By seven, the backyard was packed, the air thick with conversation and the smell of the grilled meat Mr. Salas was proudly in charge of, having agreed to participate only if he had no poetry-related responsibilities.
So really, the night only wanted for one thing.
An appearance by the suddenly scarce Will Sterling.
From her spot near the back fence, standing behind a “welcome” table she and Benny had set up earlier, Nora reached up to adjust the crown of daisies perched on top of her head, then moved her hand down to tug at the elastic band across the top of the off-the-shoulder cotton dress she’d chosen, a long, flowy thing that she thought matched the Late-in-May-Day theme they’d gone with. Beneath it, her feet were bare on the cool, dry blades of grass, and she tried to let the feeling ground her, keep her in the moment, but she kept fidgeting, kept looking up to see whether Will’s car would come rumbling down the back alley.

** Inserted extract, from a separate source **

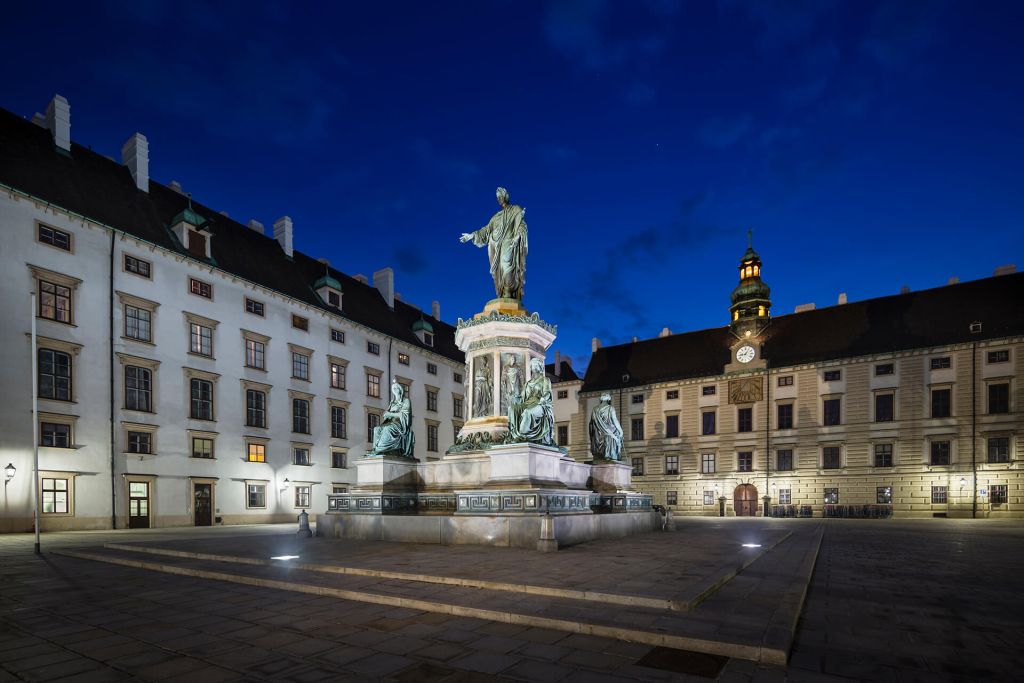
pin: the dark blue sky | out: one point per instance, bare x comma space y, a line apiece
868, 144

He’d been around this morning, Emily had said; she’d seen him carrying two cans of paint into Donny’s place, but within a couple of hours she’d noticed his car was gone again, and he hadn’t made another appearance, not during all the time they’d been setting up. Nora had been under the assumption that he’d taken time off work, that his plan was to be at the building every day, every night. If he didn’t show, Marian would still have a great poetry reading, sure.
But Nora would definitely have egg on her face.
She was starting to give up hope, the prettily decorated box in front of her nearly empty of its contents, when Nonna came through again—Will’s car crackling along the gravel, pulling in to his spot—and she had to clasp her hands together to keep from raising them in victory.
She felt a thrill of satisfaction when he didn’t get out immediately. Since she couldn’t see him well through his windshield, she imagined the expression she most wanted him to have: eyes wide, jaw agape. She hoped she had him on the run already.
But when he stepped out of his car and stood to his full height, closing his door behind him, he didn’t look like he was on the run.
He looked calm and in control and extra handsome, because he had his terrible (terrific) glasses on. He was dressed less casually than she’d seen him before—not in scrubs or jeans or a faded T-shirt. Instead, he wore a pair of slim-cut, dark blue pants, a crisp, lighter blue button-up tucked into them, the sleeves rolled back neatly, almost to his elbows.
She suppressed a sigh. Not a swooning sigh! An exasperation sigh, for sure.
She tugged again at the elastic of her suddenly too-bohemian-seeming dress as she watched him approach. No need to be nervous, she scolded herself. You’re prepared for this.
“Hi,” she said cheerfully. “Perfect timing!”
But she was a little nervous, because for a second, when he stood in front of her, his eyes seemed to take her in, flower crown and then down, his gaze slipping briefly—so briefly, she might’ve imagined it—over the bare skin of her shoulders.
He cleared his throat, reached up to adjust his glasses, and Nora thought: There. Right there is your type.
“Whose party?”
Nora shrugged, definitely not thinking about whether doing so made her shoulders look nice. “Everyone’s. The whole building! So glad you could make it.”
“I’m pretty sure you know I didn’t have any intention of making it.” He looked around, his eyes snagging on the microphone across the yard. His brow lowered. “Whatever it is.”
Nora smiled up at him. “It’s Marian’s monthly poetry reading!” She swept an arm out, gesturing to the whole setup. “Isn’t it great? It can get sort of loud, but it’s fun. Anyway, it’s good you’re here, to get a sense of it. Maybe you can leave a note for your . . . tenants, or whatever. So they know what to expect.”
He looked down at her, one of his eyebrows rising. “I can’t imagine how you got a permit for a gathering like this.”
She tried not to do anything lying-related. “You’re awfully into permits,” she said.
“So is the city of Chicago.”
She straightened things on her welcome table that did not need straightening. Chances were low that a poetry reading full of people mostly over sixty would get too loud, she figured. What was most important was that Will thought all this was business as usual.